The recent decision of Yogo Factory Franchising, Inc. v. Edmond Ying, et al., (US District Court D. New Jersey 2014), has been the subject of prior blog postings. We have discussed the court’s enforcement of the arbitration provision contained in the franchise agreement and the court’s re-affirmation that the New Jersey Consumer Fraud Act does not apply to the sale of franchises. Another noteworthy aspect of the court’s decision is the discussion of the heightened standard under New Jersey law to successfully assert a fraud claim.

In this case, the franchisee alleged that the franchisor made various misrepresentations during the sales process, including misrepresenting potential earnings, profits, the amount of start-up costs, and the type of support that the franchisor would provide.

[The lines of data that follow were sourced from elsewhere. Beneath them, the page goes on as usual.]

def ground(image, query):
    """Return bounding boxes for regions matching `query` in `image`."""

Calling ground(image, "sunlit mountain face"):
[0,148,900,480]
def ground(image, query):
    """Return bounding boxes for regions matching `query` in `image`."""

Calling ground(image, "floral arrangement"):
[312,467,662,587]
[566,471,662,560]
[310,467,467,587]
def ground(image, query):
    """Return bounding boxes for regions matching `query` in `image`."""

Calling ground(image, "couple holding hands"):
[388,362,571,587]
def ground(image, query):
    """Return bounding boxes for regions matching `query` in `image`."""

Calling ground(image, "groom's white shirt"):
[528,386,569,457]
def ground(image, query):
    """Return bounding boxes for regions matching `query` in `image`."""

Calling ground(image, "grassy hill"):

Franchisee did not plead fraud claims with particularity

The court noted that when asserting fraud under New Jersey law, it must be pleaded with particularity. This is a heightened standard that requires the claimant to be very specific when alleging fraud, and does not permit general and broad claims. For example, when asserting fraud, a franchisee would not only need to assert the substance of the alleged misrepresentation, but also the date, time and place of the misrepresentation.

In this case, the court held that the franchisee’s fraud claims did not meet this standard. The franchisee did not specify which member of the franchisor made the misrepresentation and when. The court also noted that the franchisee claimed that the franchisor made material financial performance representations but did not specify exactly when and where they occurred. The court generally viewed the franchisee’s fraud claim as just asserting legal conclusions, leaving the franchisor to guess as to the ‘who, what, when, where and how of the events at issue”.

Franchisee’s allegations did not rise to level of fraud

Even if the franchisee had properly asserted its claim with particularity, the court concluded that it still failed to make a proper fraud claim. The court noted that the crux of the franchisee’s fraud claim was that the franchisor misrepresented the amount of money it would generate and the amount of support it would provide.

In rejecting the fraud claim, the court pointed out the following:

  • Two of the three franchise agreements contained an integration clause stating that the agreement constitutes the entire, full and complete agreement between the parties and the agreement supersedes all prior agreements;
  • The agreements contained a provision stating that no other representations induced the franchisee to execute the franchise agreement;
  • The franchise agreements clearly state that the investment and any success is speculative; and
  • The franchisee executed a disclosure questionnaire stating that the franchisor did not make any promise concerning revenue, profit or operating costs of the franchised locations, except as set forth in Item 19 of the Franchise Disclosure Document.

Based on these factors, the court did not see any basis for fraud. The court also concluded that under established New Jersey law, a party cannot maintain a fraud claim based on the other party’s failure to perform under a contract. The remedy is to bring a breach of contract claim – not a fraud claim.

This case underscores that if franchisors engage in some fairly common best practices (integration clauses, disclaimers to Item 19 financial performance representations, utilizing a disclosure questionnaire, etc.), they can reduce the likelihood of a franchisee maintaining a viable fraud claim under New Jersey law.